Chronique d’une vie ordinaire. Les marocains s’occupent de leur intérieur…et l’extérieur ?
Marocaine, active, engagée dans sa vie personnelle et professionnelle, Meriem pose un regard curieux, parfois étonné, sur son quotidien et celui de ses compatriotes.
par Meriem Alaoui Rizq
Au Maroc, tout le monde s’accorde à dire que nous avons une culture de l’intérieur qui est très développée. Des usages ancestraux et un savoir-faire artisanal que nous portons en héritage, à la fois sur notre manière d’être, de recevoir, de vivre.
Jusque récemment, nos intérieurs devaient répondre à des normes très précises, reflétant l’art de vivre à la marocaine et la manière dont les maîtres de maison avaient choisi de les réinterpréter à « leur sauce ».
Aujourd’hui, si d’aucuns se sentent plus libres de réinterpréter les traditions, chacun à sa sauce, tous ont la même aspiration qu’ailleurs: que l’intérieur de son « chez soi » soit une carte de visite qui parle de soi, en se passant de paroles : la qualité des finitions, la richesse des tissus, la finesse des décorations, qu’elles viennent du bout du monde ou d’un magasin qui ramène l’exotisme à prix accessibles, tout ça dit, à la place de la famille, son ouverture sur le monde, au même titre que le nombre de chaînes tv qu’elle capte ou la taille de l’écran devant lequel elle se rassemble.

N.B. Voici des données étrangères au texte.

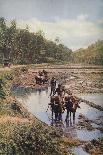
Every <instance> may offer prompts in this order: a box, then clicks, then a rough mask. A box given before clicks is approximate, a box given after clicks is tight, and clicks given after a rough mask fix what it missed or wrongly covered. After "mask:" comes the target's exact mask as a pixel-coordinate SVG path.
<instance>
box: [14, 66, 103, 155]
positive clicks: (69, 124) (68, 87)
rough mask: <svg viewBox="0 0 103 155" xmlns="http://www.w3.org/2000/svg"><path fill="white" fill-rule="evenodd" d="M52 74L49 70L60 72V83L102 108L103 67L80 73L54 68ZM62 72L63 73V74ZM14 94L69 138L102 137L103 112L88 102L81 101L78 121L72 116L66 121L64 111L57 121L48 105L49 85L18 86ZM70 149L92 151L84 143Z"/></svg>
mask: <svg viewBox="0 0 103 155" xmlns="http://www.w3.org/2000/svg"><path fill="white" fill-rule="evenodd" d="M37 71H38V70H37ZM49 71H50V70H49ZM52 73H53V74H52ZM52 73H51V72H50V73H49V74H50V76H52V75H55V74H58V76H57V77H59V78H58V83H60V82H61V80H62V82H63V84H64V85H65V87H66V88H67V89H70V90H71V91H72V93H73V94H74V95H75V96H77V97H80V98H82V99H85V100H87V101H90V102H93V103H94V104H96V105H100V106H101V107H103V102H102V101H103V92H102V90H103V85H102V76H101V75H102V74H103V73H102V72H101V70H99V71H98V70H96V72H93V70H89V71H87V72H85V71H84V72H83V71H81V70H80V72H77V71H76V70H72V71H70V70H68V69H63V70H59V69H58V70H56V69H52ZM62 74H63V76H61V75H62ZM94 75H95V76H94ZM88 90H89V91H88ZM14 95H15V96H16V98H17V100H18V101H20V102H21V103H22V104H23V105H24V106H26V107H27V109H28V110H29V112H31V113H32V114H33V115H35V116H36V117H37V118H38V119H39V120H41V121H42V122H45V123H46V124H48V125H49V126H50V125H52V126H54V127H55V128H57V129H58V128H59V129H61V130H62V131H63V135H65V136H66V137H69V138H73V139H78V140H80V141H85V143H88V142H91V141H92V140H98V139H101V138H103V112H102V111H100V110H98V109H96V108H93V107H91V106H89V105H87V104H86V103H85V102H81V103H80V107H81V108H80V109H77V112H76V117H75V121H73V119H72V118H71V119H70V118H69V120H68V121H67V122H65V118H66V111H65V112H64V113H63V115H62V122H61V123H55V121H54V119H52V117H51V110H50V108H48V103H49V102H50V87H47V88H42V89H34V88H32V89H31V88H28V89H25V88H24V87H18V88H17V89H15V91H14ZM71 151H72V152H73V153H75V154H77V155H78V154H82V155H86V154H87V155H88V154H90V153H89V152H88V151H87V152H88V153H87V152H85V149H84V145H80V146H78V147H72V148H71Z"/></svg>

Tout le soin que nous apportons à nos intérieurs pour montrer, sans parler, notre statut social se matérialise également pour « le dehors », avec un soin pareillement apporté aux signes extérieurs de statut : vêtements « in », avec des marques – d’origine ou copiées – plus ou moins visibles ; tous ces accessoires disant à quel point leur propriétaire choisit de coller à l’air du temps, ou pas.
Les marocains s’occupent de leur intérieur, de leur apparence et attributs extérieurs mais il y a bien un aspect de ce « dehors » qui ne les intéresse pas beaucoup, dans leur immense majorité ; ce qui se passe en dehors des murs de leur maison ou des portes de la voiture, le « vrai dehors »
Un vrai désintérêt est marqué pour ce qui est censé rassembler : la chose collective.
Moi, je me suis toujours demandée comment on pouvait autant prendre soin du lieu de vie de la famille et aussi peu se soucier de la vie de la ville.
Jeune ado, une image d’une normalité affligeante m’avait pas mal marquée: il y a de ça quelques années, nous passions, en voiture, avec mes parents, dans un quartier résidentiel ou des petites villas jouxtaient des immeubles denses. Une des portes de garage de la villa s’ouvre et une employée de maison, sortant les ordures, vidait le contenu total de la poubelle (épluchures de légumes, emballages), à quelques pas de la villa, secouant bien la poubelle avant de rentrer à la maison poursuivre son travail.
Elle, évidemment, n’y est pour rien. En tout cas, elle n’est pas le sujet ni la cible de cette chronique. On ne lui aura pas donné la consigne. Peut-être, à l’époque avais-je jugé hativement les habitants de la villa mais je n’avais pas bien compris comment on pouvait habiter dans une villa cossue et ne pas se soucier du lieu ou finissaient les ordures ménagères de la famille
Cette interrogation de l’époque met le doigt sur quelque chose qui caractérise pas mal certains d’entre nous : une envie de ne pas regarder là où c’est sale, moche, odorant ….où le monde s’invite dans son infini bazar, dans la vie bien rangée de certains.
Cette situation et ce qu’elle disait de la manière qu’avaient certains de cloisonner le dedans et le dehors m’avait vraiment étonnée. A l’époque. Et aujourd’hui encore.